In fact, Appling's brief states that opponents of the constitutional ban and the media "flooded voters" with the message that the amendment would preclude legal statuses like domestic partnerships, and that the supporters of the ban confirmed that message: "Indeed, as the Court of Appeals recognized, 'many opponents adopted the strategy of warning that the marriage amendment would ban domestic partnerships and civil unions.'"
Fair Wisconsin, the state's largest gay rights group and the intervening defendants in the case, disputes Appling's argument about the ban's original intent in its brief to the Wisconsin Supreme Court. The brief cites several statements from lawmakers and Appling herself, who in 2005 wrote in an op-ed for The Daily Cardinal that the ban "does not preclude the state legislature from considering some legal construct -- call it what you will -- that would give select benefits to cohabiting adults."
The brief also argues that the few protections offered through the registry do not mimic the hundreds of protections provided to married couples.
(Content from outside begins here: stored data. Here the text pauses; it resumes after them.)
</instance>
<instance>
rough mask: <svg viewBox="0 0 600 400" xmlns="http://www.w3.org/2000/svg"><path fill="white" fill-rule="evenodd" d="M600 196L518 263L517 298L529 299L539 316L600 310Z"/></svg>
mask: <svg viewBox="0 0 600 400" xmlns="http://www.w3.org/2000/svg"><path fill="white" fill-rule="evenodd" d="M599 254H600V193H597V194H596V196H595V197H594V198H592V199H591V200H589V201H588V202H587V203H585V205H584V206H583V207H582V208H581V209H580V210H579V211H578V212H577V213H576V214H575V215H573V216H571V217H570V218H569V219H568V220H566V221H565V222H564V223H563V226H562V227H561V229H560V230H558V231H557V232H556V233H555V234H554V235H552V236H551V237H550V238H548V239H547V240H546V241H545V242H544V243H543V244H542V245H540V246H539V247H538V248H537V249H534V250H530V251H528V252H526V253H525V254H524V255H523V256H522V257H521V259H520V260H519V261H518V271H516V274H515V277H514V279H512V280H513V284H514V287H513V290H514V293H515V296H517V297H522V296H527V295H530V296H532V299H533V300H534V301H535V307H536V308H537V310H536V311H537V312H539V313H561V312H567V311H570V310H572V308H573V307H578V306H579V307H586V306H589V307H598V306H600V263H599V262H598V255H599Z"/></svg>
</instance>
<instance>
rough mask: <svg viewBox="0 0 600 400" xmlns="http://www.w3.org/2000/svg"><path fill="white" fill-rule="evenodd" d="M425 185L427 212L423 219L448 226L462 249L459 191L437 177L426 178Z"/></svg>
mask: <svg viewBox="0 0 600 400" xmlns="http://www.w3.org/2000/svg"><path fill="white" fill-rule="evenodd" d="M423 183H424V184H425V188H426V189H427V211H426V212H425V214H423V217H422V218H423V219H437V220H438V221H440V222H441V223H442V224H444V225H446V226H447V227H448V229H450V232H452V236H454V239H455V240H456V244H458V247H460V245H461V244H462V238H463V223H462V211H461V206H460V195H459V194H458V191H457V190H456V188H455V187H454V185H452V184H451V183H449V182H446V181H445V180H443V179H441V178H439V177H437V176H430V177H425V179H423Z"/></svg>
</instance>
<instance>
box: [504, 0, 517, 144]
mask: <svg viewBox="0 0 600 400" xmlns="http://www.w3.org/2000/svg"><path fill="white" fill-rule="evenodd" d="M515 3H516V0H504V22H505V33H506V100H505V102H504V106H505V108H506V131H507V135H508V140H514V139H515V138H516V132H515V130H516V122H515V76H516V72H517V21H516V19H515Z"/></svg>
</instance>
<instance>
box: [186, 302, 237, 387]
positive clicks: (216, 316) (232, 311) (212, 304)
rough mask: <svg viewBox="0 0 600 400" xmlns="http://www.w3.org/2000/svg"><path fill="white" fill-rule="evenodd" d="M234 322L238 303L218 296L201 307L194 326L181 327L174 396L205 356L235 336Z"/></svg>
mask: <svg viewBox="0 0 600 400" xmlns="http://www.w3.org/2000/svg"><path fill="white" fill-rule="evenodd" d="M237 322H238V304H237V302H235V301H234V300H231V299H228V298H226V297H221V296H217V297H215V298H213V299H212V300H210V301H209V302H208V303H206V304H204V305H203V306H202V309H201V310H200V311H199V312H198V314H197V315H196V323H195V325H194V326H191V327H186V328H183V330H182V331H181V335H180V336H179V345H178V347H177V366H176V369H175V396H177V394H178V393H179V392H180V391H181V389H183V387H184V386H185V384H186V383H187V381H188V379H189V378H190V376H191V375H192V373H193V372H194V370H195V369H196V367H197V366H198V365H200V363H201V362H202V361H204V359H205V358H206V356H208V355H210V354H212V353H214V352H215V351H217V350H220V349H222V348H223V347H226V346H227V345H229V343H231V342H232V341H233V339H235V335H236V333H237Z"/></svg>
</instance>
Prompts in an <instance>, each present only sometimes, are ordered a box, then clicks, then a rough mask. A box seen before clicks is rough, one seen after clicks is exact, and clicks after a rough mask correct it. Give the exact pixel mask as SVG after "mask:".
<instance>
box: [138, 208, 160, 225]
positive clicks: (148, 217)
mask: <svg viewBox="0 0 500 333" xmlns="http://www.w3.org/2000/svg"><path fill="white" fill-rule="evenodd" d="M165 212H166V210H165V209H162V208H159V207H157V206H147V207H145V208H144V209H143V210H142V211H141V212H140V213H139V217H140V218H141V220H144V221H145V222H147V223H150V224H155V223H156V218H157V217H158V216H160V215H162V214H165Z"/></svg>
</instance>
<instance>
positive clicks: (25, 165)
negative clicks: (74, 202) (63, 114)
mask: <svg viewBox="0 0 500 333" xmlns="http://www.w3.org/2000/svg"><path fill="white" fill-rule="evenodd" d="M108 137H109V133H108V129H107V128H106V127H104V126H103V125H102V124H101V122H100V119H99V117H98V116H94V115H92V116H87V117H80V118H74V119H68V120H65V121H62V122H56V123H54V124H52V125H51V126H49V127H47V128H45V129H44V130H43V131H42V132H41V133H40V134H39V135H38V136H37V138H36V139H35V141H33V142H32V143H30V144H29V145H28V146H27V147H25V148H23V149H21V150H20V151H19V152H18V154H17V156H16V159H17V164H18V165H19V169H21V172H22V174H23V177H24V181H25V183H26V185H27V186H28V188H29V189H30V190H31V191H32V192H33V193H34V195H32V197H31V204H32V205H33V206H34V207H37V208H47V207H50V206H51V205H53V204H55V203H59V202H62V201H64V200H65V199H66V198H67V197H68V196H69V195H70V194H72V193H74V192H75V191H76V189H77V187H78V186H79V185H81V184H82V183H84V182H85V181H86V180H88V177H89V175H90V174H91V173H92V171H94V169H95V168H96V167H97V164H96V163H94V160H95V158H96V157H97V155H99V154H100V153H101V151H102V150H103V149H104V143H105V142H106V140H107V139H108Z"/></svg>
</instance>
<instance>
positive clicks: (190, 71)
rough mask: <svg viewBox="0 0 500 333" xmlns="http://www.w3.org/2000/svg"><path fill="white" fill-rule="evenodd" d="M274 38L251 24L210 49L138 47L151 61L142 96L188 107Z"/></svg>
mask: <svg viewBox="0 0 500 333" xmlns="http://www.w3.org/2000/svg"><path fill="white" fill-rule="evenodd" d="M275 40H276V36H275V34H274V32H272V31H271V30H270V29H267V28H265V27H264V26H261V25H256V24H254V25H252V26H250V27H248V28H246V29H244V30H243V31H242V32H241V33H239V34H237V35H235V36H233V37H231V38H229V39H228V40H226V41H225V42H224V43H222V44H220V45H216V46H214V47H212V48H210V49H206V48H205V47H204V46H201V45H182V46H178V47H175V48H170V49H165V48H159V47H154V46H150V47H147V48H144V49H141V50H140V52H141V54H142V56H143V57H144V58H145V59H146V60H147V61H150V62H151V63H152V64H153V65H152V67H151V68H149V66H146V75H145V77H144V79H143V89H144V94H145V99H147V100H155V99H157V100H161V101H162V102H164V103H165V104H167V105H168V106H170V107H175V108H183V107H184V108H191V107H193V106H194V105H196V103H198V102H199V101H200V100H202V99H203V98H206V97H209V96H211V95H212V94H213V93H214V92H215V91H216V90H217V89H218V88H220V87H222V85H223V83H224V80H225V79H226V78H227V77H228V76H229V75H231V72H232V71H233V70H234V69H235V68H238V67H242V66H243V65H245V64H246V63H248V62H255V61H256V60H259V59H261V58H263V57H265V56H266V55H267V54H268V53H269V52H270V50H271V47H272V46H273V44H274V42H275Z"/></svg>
"The limited protections provided by domestic partnerships are a far cry from the significant rights, benefits and responsibilities associated with marriage," Christopher Clark, a senior staff attorney for Lambda Legal, which is representing Fair Wisconsin and a number of gay couples, said in a press release. "To suggest that that the two types of relationships are impermissibly similar is an antigay stretch of the imagination."
Attorney General J.B. Van Hollen refused to defend the domestic partnership registry when Appling filed her challenge in 2009, which prompted Doyle to hire the law firm Cullen Weston Pines & Bach to defend the state. Shortly after Scott Walker became governor he fired the law firm and refused to defend the law.
Oral arguments are scheduled for 1:30 p.m. Wednesday, Oct. 23, and can be streamed via Wisconsin Eye. The Supreme Court's decision is likely to be announced in 2014.